Tra la tra la 18th Street e la Benjamin Franklin Parkway trovate la cattedrale di San Pietro e Paolo, la più grande chiesa cattolica della Pennsylvania, costruita tra il 1846 e il 1864 sul modello di San Carlo al Corso, a Roma. In occasione della visita di papa Francesco, nel 2015, fu portata qui  la scultura Amor di Robert Indiana, a pochi isolati a ovest dalla scultura LOVE sulla Ben Franklin Parkway, tra le più “instagrammate” dai più giovani.

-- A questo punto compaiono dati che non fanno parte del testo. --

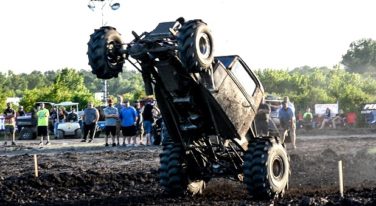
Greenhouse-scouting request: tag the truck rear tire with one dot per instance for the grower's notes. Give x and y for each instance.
(196, 48)
(173, 178)
(266, 169)
(104, 52)
(78, 133)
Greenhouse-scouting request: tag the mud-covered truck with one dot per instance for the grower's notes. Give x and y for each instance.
(208, 106)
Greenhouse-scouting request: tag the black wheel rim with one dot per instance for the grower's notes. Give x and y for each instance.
(204, 45)
(278, 168)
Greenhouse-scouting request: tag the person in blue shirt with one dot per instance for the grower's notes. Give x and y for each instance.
(287, 121)
(128, 119)
(111, 115)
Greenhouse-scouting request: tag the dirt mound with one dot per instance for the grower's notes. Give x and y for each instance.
(129, 176)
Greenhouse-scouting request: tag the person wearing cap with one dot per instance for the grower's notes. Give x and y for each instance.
(119, 105)
(90, 119)
(287, 120)
(262, 118)
(111, 115)
(10, 123)
(128, 118)
(21, 112)
(139, 123)
(42, 129)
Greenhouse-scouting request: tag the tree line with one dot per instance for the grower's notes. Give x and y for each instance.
(66, 84)
(351, 86)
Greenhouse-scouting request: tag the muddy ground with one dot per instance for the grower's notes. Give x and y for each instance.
(74, 173)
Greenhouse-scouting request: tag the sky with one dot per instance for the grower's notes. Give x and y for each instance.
(50, 35)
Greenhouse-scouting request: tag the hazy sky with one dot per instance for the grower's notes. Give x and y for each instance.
(50, 34)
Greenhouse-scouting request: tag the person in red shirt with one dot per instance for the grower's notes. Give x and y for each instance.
(10, 123)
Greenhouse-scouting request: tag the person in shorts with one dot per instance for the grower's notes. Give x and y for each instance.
(111, 115)
(42, 129)
(119, 105)
(90, 119)
(128, 117)
(148, 120)
(139, 123)
(10, 123)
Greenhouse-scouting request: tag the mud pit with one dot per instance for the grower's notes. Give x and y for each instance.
(74, 173)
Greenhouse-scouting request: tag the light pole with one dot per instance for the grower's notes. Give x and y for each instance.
(102, 4)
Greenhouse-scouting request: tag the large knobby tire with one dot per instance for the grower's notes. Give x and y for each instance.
(104, 53)
(26, 134)
(172, 174)
(266, 169)
(196, 48)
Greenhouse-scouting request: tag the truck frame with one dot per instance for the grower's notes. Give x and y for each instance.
(208, 105)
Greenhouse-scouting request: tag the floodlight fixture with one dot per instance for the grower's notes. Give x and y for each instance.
(115, 6)
(91, 5)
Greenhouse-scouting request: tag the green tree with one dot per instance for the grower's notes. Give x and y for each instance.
(361, 56)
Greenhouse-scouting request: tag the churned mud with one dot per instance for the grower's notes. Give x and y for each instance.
(73, 173)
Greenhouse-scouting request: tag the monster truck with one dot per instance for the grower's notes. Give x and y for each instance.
(208, 105)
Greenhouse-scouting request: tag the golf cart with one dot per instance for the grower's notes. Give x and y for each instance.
(68, 126)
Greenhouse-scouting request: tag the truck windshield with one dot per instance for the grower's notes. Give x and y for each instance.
(244, 78)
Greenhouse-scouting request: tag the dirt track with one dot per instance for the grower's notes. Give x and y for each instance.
(73, 173)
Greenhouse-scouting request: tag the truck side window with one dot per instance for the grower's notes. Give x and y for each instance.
(244, 78)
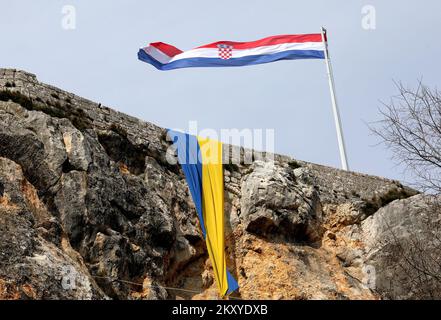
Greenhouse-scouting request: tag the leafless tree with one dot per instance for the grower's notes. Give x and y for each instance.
(411, 129)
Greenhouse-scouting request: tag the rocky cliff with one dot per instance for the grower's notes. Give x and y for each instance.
(91, 209)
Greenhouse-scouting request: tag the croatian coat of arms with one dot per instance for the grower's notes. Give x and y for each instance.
(225, 51)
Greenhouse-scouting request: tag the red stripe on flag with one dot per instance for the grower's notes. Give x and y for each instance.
(166, 48)
(269, 41)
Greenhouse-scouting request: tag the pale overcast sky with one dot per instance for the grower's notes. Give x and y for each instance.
(98, 60)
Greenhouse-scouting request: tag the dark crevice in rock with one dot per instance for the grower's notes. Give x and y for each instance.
(121, 150)
(54, 109)
(67, 167)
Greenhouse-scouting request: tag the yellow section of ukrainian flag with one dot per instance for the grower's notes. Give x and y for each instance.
(213, 208)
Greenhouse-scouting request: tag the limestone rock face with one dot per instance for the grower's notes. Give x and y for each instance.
(90, 208)
(403, 247)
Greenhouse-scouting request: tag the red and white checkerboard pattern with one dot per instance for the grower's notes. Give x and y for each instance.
(225, 51)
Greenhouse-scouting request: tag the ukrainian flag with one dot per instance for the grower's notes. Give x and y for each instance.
(201, 161)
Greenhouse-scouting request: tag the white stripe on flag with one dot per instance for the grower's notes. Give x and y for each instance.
(213, 52)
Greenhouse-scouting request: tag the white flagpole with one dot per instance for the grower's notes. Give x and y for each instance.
(338, 127)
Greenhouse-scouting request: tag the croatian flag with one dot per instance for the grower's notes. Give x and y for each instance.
(235, 54)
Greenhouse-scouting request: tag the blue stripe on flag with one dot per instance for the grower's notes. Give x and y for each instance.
(187, 148)
(233, 62)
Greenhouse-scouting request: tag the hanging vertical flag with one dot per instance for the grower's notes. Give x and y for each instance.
(201, 161)
(233, 54)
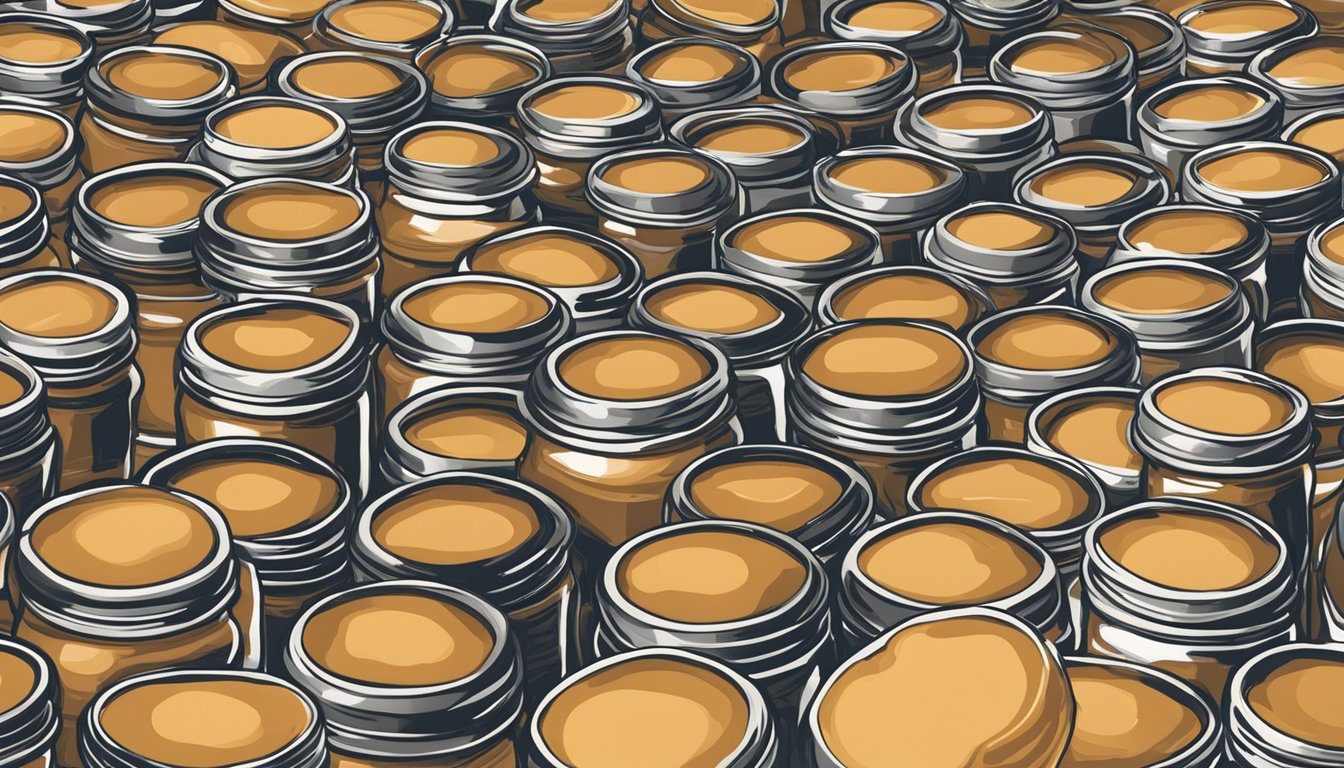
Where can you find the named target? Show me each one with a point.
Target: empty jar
(890, 396)
(449, 186)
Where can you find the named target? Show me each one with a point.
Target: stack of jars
(609, 384)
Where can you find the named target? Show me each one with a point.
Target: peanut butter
(949, 564)
(1124, 720)
(260, 498)
(281, 339)
(784, 495)
(710, 577)
(1047, 342)
(715, 308)
(1225, 406)
(88, 538)
(454, 523)
(1261, 171)
(633, 367)
(1004, 690)
(886, 361)
(476, 433)
(671, 714)
(1190, 552)
(1161, 291)
(1019, 491)
(204, 722)
(394, 639)
(1301, 698)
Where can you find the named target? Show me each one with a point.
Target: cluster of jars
(671, 384)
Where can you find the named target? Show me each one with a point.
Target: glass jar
(1222, 36)
(1192, 114)
(453, 428)
(410, 673)
(449, 186)
(669, 702)
(890, 396)
(1157, 41)
(281, 367)
(117, 580)
(1050, 498)
(895, 190)
(742, 593)
(289, 16)
(769, 148)
(991, 131)
(24, 227)
(261, 136)
(286, 507)
(1303, 353)
(223, 716)
(136, 226)
(1026, 354)
(754, 24)
(577, 38)
(1085, 80)
(1290, 188)
(1016, 254)
(613, 418)
(503, 540)
(751, 323)
(690, 74)
(480, 78)
(1096, 194)
(820, 501)
(664, 205)
(43, 59)
(799, 250)
(924, 30)
(1278, 708)
(78, 332)
(1223, 238)
(989, 24)
(918, 293)
(855, 85)
(40, 147)
(570, 123)
(250, 53)
(937, 560)
(147, 102)
(1092, 427)
(395, 28)
(376, 96)
(465, 328)
(292, 237)
(30, 451)
(1183, 315)
(596, 277)
(1164, 722)
(924, 675)
(30, 716)
(1233, 436)
(1190, 587)
(109, 24)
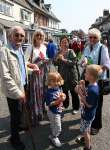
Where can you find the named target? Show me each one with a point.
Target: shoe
(74, 112)
(94, 131)
(80, 140)
(55, 141)
(17, 144)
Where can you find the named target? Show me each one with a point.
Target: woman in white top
(37, 62)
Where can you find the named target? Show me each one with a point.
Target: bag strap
(99, 60)
(31, 56)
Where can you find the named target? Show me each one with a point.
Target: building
(29, 14)
(14, 12)
(103, 24)
(44, 18)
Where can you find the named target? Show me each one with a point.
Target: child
(89, 98)
(54, 101)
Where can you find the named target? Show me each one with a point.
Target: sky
(78, 14)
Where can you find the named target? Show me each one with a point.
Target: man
(51, 49)
(13, 78)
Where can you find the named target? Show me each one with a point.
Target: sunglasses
(39, 35)
(18, 35)
(92, 37)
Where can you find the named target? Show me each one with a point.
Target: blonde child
(89, 98)
(54, 101)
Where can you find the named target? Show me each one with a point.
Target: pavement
(70, 130)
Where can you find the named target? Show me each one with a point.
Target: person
(37, 62)
(89, 100)
(91, 54)
(66, 61)
(13, 80)
(54, 101)
(51, 49)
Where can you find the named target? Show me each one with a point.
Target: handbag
(104, 84)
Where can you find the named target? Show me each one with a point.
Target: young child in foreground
(89, 100)
(54, 101)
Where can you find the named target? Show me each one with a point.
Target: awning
(8, 24)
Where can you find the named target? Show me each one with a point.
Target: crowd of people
(28, 80)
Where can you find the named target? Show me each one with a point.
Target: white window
(25, 15)
(6, 8)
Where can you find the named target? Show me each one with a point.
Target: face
(64, 43)
(17, 37)
(93, 39)
(39, 38)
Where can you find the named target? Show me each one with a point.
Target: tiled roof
(43, 10)
(23, 3)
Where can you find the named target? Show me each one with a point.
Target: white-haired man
(13, 78)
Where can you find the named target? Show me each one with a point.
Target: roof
(62, 34)
(9, 24)
(43, 10)
(23, 3)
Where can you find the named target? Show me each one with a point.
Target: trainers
(75, 112)
(56, 142)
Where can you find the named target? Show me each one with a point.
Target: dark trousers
(15, 116)
(97, 123)
(75, 99)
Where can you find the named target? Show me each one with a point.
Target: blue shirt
(51, 50)
(52, 95)
(19, 53)
(92, 99)
(94, 56)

Tempio della ceramica, dal ’74,  è The Clay Studio, istituto senza scopo di lucro. Qui gli artisti imparano, lavorano e vengono pagati. Nella nuova sede di South Kensington, 34mila metri quadrati al 1425 North American Street, incontriamo la direttrice e curatrice Jennifer Zwilling, di origini italiane: “Siamo uno spazio  in cui artisti provenienti da tutto il paese e da tutto il mondo coltivano le loro carriere, una comunità inclusiva e vivace in cui persone di ogni estrazione, età e livello di abilità possono imparare, connettersi e creare arte fianco a fianco.  Qua gli artisti arrivano, imparano, creano e poi espongono le loro opere. Philadelphia è un’ottima città per gli artisti, sicuramente migliore di Washington o Boston o New York per artisti che vogliono crescere ed affermarsi: Philadelphia offre loro molte possibilità e molto sostegno”. Lo spirito democratico di Philadelphia corre sull’arte.